Elucidating the Function of BSCL2, a Critical Regulator of Human Fat Development

Given the high and increasing rates of obesity, the harmful effects of excess fat on health are well known. However, conditions in which fat mass is abnormally low (lipodystrophies) are much rarer and so receive far less attention. In fact, having either too much or too little body fat are each strongly associated with similar diseases such as diabetes and heart disease which are major causes of suffering and mortality. This shows that it is important for us to develop just the right amount of fat and for it to be able to work efficiently to store and release nutrients and secrete the hormones it produces appropriately. Increasing fat mass involves making new fat cells (adipocytes) from precursor cells, and carefully controlling this process is therefore critical for health. This work examines this process mainly using cells that can be turned into adipocytes in the lab and studying the genes that regulate this process. Specifically we are focussing on a gene called BSCL2 which we know is critical for making fat tissue in humans as its disruption causes almost complete lack of fat. We have recently discovered that this gene regulates the process of adipocyte formation but the precise mechanism by which it does this is not clear. This work aims to define how BSCL2 controls the formation of fat cells, to identify the proteins it interacts with to do this, and how BSCL2 itself is regulated. In this way we will learn much more about how fat cells develop. This information will not only be critical for ultimately finding ways to treat patients with this very specific, rare but devastating form of lipodystrophy, but is also extremely relevant to understanding the development and treatment of obesity.

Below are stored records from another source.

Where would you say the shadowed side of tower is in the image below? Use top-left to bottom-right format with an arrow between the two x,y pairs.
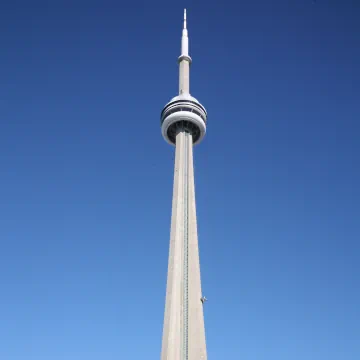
161,12 -> 207,360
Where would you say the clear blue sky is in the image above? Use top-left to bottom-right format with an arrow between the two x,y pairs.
0,0 -> 360,360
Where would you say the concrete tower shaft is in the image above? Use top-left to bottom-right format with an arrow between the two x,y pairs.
161,11 -> 207,360
161,131 -> 207,360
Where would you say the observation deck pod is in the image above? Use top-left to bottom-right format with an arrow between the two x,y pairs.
161,94 -> 207,145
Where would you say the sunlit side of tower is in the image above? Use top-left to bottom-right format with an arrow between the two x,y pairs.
161,10 -> 207,360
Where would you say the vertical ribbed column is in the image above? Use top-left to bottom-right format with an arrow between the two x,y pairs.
161,131 -> 206,360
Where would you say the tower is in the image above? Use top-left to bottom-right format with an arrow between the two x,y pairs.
161,10 -> 207,360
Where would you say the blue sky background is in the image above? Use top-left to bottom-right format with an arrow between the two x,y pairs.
0,0 -> 360,360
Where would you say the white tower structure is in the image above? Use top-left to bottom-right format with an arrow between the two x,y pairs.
161,10 -> 207,360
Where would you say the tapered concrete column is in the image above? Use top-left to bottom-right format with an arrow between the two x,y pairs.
161,130 -> 207,360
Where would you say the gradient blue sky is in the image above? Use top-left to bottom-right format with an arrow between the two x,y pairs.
0,0 -> 360,360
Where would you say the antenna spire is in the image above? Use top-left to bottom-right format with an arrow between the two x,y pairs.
179,9 -> 191,94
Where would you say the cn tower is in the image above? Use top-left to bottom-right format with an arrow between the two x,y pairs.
161,10 -> 207,360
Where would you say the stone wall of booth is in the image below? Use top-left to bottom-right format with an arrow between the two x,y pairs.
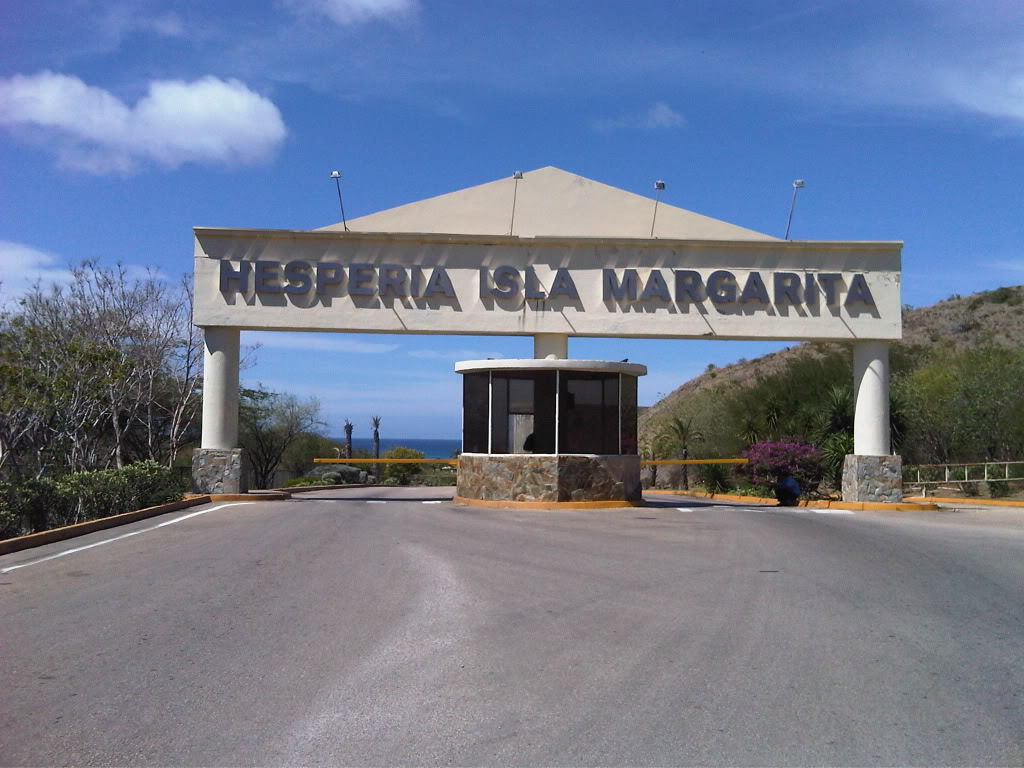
458,454 -> 641,502
193,449 -> 249,494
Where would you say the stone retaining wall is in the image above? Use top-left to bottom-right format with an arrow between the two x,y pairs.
458,454 -> 641,502
843,454 -> 903,504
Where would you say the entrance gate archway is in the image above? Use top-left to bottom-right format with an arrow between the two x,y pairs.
193,167 -> 902,501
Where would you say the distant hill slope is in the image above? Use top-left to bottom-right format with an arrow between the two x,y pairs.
640,286 -> 1024,434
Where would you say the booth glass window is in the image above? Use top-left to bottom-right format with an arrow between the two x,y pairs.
462,373 -> 490,454
463,371 -> 637,455
621,376 -> 637,456
558,372 -> 621,454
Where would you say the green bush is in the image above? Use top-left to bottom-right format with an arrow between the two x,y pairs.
381,445 -> 424,485
0,477 -> 73,539
306,464 -> 364,485
0,462 -> 185,539
985,480 -> 1010,499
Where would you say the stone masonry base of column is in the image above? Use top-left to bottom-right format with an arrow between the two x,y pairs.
843,455 -> 903,504
458,454 -> 641,502
193,449 -> 249,494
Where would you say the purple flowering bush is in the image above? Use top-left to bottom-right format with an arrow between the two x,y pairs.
741,440 -> 824,494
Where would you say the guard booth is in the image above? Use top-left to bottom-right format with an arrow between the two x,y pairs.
455,355 -> 647,504
193,167 -> 902,504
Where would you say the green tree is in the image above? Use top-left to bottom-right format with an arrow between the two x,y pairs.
281,432 -> 341,475
370,416 -> 381,478
668,417 -> 703,490
239,389 -> 323,488
345,419 -> 354,459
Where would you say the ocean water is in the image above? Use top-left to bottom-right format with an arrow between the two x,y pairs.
331,435 -> 462,459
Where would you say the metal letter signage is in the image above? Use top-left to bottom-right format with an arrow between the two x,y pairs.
196,228 -> 901,339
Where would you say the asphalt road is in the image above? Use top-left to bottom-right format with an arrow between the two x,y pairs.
0,488 -> 1024,765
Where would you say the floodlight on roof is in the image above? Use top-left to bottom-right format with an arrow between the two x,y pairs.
509,171 -> 522,236
331,171 -> 348,232
650,179 -> 665,238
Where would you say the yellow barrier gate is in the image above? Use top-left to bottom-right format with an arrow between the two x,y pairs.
313,457 -> 749,467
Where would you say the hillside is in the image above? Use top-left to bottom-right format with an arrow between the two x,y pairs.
640,286 -> 1024,436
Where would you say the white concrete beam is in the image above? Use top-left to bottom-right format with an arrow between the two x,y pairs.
201,328 -> 241,450
534,334 -> 569,360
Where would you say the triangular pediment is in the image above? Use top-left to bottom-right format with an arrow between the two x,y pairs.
323,166 -> 777,240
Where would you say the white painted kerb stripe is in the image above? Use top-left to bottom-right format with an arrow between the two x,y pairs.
0,502 -> 255,573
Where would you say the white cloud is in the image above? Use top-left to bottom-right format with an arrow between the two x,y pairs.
593,101 -> 686,133
243,331 -> 398,354
640,101 -> 686,129
0,71 -> 287,173
0,240 -> 72,309
988,258 -> 1024,272
281,0 -> 419,26
139,12 -> 185,37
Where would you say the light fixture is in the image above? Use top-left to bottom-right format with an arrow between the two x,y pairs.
331,171 -> 348,232
509,171 -> 522,237
650,179 -> 665,238
784,178 -> 807,240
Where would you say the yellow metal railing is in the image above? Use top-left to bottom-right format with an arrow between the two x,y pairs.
640,459 -> 750,467
313,454 -> 748,467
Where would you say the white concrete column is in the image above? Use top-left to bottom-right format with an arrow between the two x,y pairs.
534,334 -> 569,360
853,341 -> 891,456
201,328 -> 241,450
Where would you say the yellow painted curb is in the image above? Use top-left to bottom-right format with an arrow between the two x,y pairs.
271,482 -> 377,495
0,496 -> 211,555
452,496 -> 643,509
907,496 -> 1024,507
644,488 -> 939,512
644,488 -> 778,504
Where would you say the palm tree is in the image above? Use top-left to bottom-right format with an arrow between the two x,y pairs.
815,384 -> 853,490
370,416 -> 381,481
669,416 -> 703,490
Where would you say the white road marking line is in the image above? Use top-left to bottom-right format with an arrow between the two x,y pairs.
0,502 -> 255,573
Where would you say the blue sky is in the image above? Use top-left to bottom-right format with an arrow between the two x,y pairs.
0,0 -> 1024,437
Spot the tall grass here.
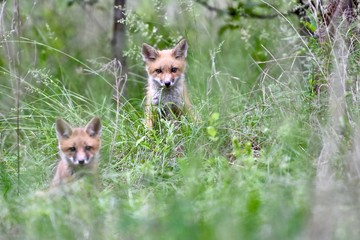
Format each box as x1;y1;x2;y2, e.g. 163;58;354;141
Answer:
0;1;359;239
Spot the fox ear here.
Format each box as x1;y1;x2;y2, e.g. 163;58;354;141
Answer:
55;118;72;139
85;117;101;137
173;39;188;58
141;43;159;62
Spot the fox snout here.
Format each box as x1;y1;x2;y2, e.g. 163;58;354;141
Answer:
164;80;171;87
73;149;90;165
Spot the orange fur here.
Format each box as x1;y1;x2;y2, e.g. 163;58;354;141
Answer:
142;39;191;128
51;117;101;187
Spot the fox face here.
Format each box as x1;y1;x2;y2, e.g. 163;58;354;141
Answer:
142;39;188;88
56;117;101;167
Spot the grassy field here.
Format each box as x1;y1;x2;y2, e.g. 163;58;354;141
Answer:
0;0;360;240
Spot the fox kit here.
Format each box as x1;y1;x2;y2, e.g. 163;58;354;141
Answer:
142;39;190;128
51;117;101;187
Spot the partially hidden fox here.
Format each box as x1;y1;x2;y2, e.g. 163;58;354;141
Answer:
142;39;191;129
51;117;102;187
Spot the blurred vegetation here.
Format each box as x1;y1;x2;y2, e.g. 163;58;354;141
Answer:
0;0;360;239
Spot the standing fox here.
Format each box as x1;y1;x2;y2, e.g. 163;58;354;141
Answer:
51;117;101;187
142;39;190;129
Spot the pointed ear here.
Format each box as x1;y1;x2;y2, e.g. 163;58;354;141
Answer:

Homozygous mutations in the gene BSCL2 cause the most severe form of congenital lipodystrophy, Berardinelli-Seip congenital lipodystrophy type 2, in which there is a near complete absence of adipose tissue. Remarkably, the mechanism whereby this occurs has remained unclear as very little is understood about the BSCL2 protein. The severity of the disease has led to speculation that BSCL2 may play a role in stem cell commitment to adipogenesis. However, the expression of BSCL2 in the brain has also led to suggestions of a centrally mediated role in fat formation. The first insights into the cellular function of BSCL2 have come through the recent identification of the yeast orthologue of BSCL2. Yeast lacking this gene fail to appropriately generate intracellular lipid droplets, and a similar phenotype was also described in fibroblasts isolated from a BSCL2 patient. However, this study did not elucidate the mechanism behind this phenomenon and the molecular role of BSCL2 remained unclear. We have now shown that BSCL2 is highly expressed in mature adipocytes, is induced during adipogenesis, and that BSCL2 expression is essential for adipocyte formation. This proposal aims to build on these data to more clearly define the role and regulation of BSCL2 in adipogenesis. Specifically the work will: 1. Characterise the effects of BSCL2 inhibition, determine how BSCL2 controls adipocyte formation, and delineate the transcriptional regulation of the BSCL2. Each of these may suggest therapeutic strategies for altering BSCL2 expression; 2. Identify new binding partners for BSCL2 and thereby give further insight into its function; 3. Attempt to rescue the effects of lipodystrophy-causing mutations in BSCL2 in vitro and so ultimately inform treatment of BSCL2 patients; 4. Determine whether polymorphisms in BSCL2 may influence adiposity and metabolic disease traits in the general population. This research will give exciting molecular insights into this devastating form of lipodystrophy. As BSCL2 is a key regulator of adipogenesis, a process whose perturbation is at the heart of other conditions of altered fat mass, this research is also of major relevance to highly prevalent disorders including obesity and associated conditions such as diabetes and cardiovascular disease.